After Paris 2024, France wants the Winter Games in 2030

Is this the first David Lappartient effect? Less than a month after the UCI president was elected head of the French National Olympic Committee (CNOSF), France surprised everyone by announcing its bid for the Winter Games in a lengthy press release late on Tuesday July 18.

A double surprise: the project concerns the 2030 Games, an edition whose award has been postponed until next year after an improbable succession of withdrawals by potential or announced candidates.

Finally, and hardly less surprisingly, the project is not just being promoted by one city or valley, but by two French regions: Auvergne-Rhône-Alpes on the one hand, and Provence-Alpes-Côte d’Azur on the other.

The press release signed by the CNOSF and its Paralympic cousin, the CPSF, explains: “Laurent Wauquiez, President of the Auvergne-Rhône-Alpes Region, and Renaud Muselier, President of the Provence-Alpes-Côte d’Azur Region, have today expressed their wish to propose to the sports movement and the State that they submit a joint bid to the International Olympic Committee (IOC) to host the 2030 Olympic and Paralympic Winter Games.”

Not surprisingly, the four sponsors of the project – the two regions, the CNOSF and the CPSF – have carefully aligned their concept with the IOC’s new rules. Like all the others, they have understood the message, and are not shy about posing as good students: the French bid promises to respect “the challenges linked to the preservation of biodiversity and the acceleration of global warming“, it will rely on “existing infrastructures, some of which were built during the Albertville Winter Games in 1992“, and finally it will emphasize “the essential reduction in organization costs” and financing “essentially through private revenues (partners, ticketing, etc.).”

What’s next? In the immediate future, a lunch in Paris on Wednesday July 19, at the Elysée Palace, where Renaud Muselier and Laurent Wauquiez will share a meal with Emmanuel Macron, Sports Minister Amélie Oudéa-Castera, David Lappartient and Marie-Améie Le Fur, President of the CPSF. On the menu: the Winter Games.

Secondly, “joint work” will be carried out over the coming weeks, with all the relevant government departments. The aim is to identify the strengths of the French bid, and then to “collectively reach a decision by mid-September 2023, following broad consultation.”

In the event that the project is pursued – still uncertain at this stage, but largely credible – it will be up to the CNOSF to express to the IOC its wish to begin the dialogue phase. A formal bid project will then be submitted to the CNOSF and CPSF before the end of September, before being forwarded to the IOC’s Winter Games Host Commission.

At the end of this process, explains the press release, it will be up to the IOC Executive Board to decide to open a targeted dialogue with some of the candidates, probably at its December 2023 meeting. This dialogue can only take place once the bid has been examined and supported by the French government.”
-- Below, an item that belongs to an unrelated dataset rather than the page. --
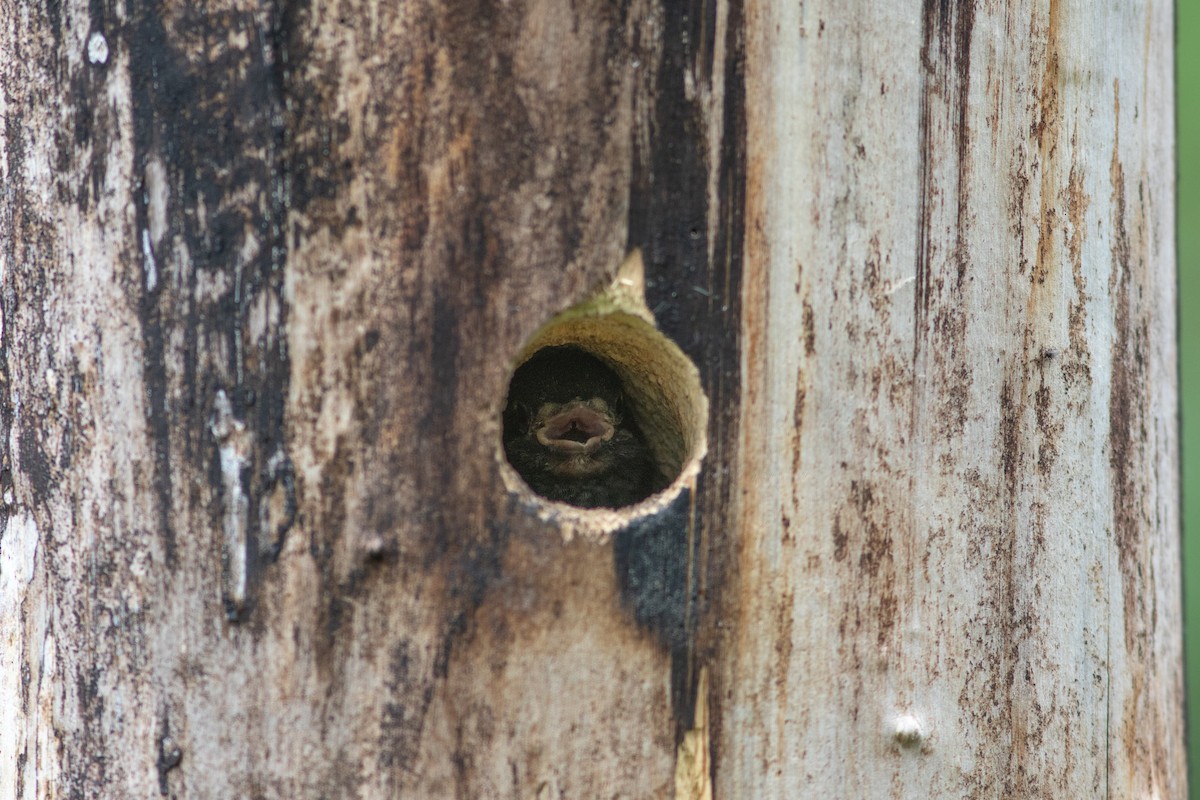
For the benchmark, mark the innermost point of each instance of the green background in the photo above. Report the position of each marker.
(1187, 29)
Can France win the bid? In a denser landscape, the answer would have been negative. The two French regions, long rivals on this issue, have been slow to come together. They have a long way to go.
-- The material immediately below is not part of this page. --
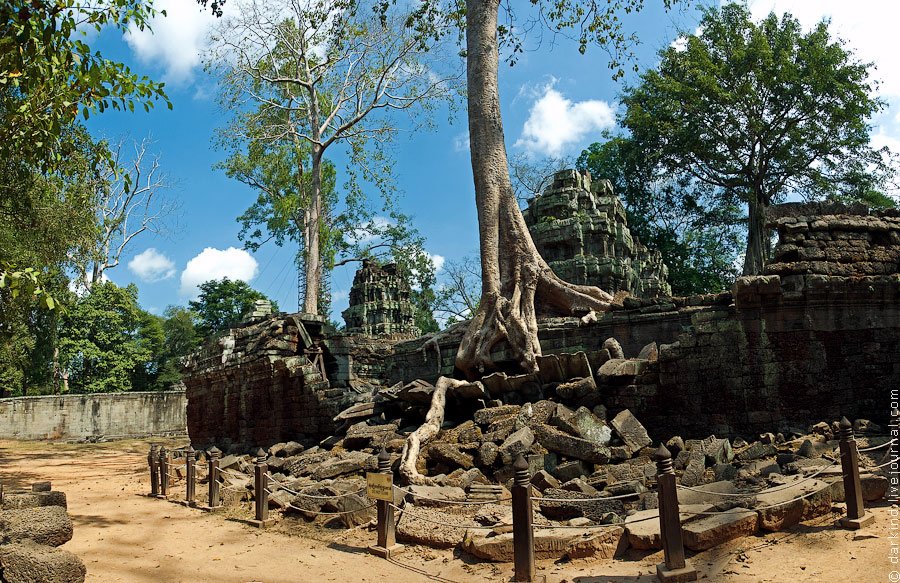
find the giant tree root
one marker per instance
(511, 316)
(426, 432)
But the successive withdrawals of the Pyrenees/Barcelona and Vancouver, followed by Sapporo’s prolonged – and doubtless definitive – pause, and finally Salt Lake City’s wish to bid for the 2034 edition, have had the effect of seriously lightening the scene.

In recent months, Sweden and then Switzerland have expressed their desire to try their luck. Both countries have entered the dialogue phase. But, like the French project, they started late and have little time to complete their file with all the necessary guarantees. The “shooting window”, to borrow a phrase from Laurent Wauquiez, remains wide open.
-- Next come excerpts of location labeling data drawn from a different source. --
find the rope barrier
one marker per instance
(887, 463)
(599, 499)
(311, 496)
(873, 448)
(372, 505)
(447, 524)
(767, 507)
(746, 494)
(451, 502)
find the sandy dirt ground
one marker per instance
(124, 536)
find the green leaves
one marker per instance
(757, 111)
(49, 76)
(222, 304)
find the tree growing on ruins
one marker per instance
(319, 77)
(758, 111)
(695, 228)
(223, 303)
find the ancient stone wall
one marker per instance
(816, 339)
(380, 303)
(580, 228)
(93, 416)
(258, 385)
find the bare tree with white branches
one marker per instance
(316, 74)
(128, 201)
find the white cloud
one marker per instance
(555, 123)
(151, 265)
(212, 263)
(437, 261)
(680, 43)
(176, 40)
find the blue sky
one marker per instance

The two politicians already see themselves as serious contenders for victory. “Our objective is to embody this turning point in the spirit of Olympism, asserts Laurent Wauquiez, President of the Auvergne-Rhône-Alpes region. We want to create the first sustainable Winter Games. Anchored in the regions, turning the page on gigantism.” This is not a new idea, in fact it is shared by all the candidates.

We can propose a new carbon-neutral model for the Winter Olympics as early as 2030,” says Renaud Muselier, President of the PACA region.

A double coup for France? Winter in 2030 after summer in 2024? Just yesterday, the idea would have made people smile. Today, it should be taken very seriously.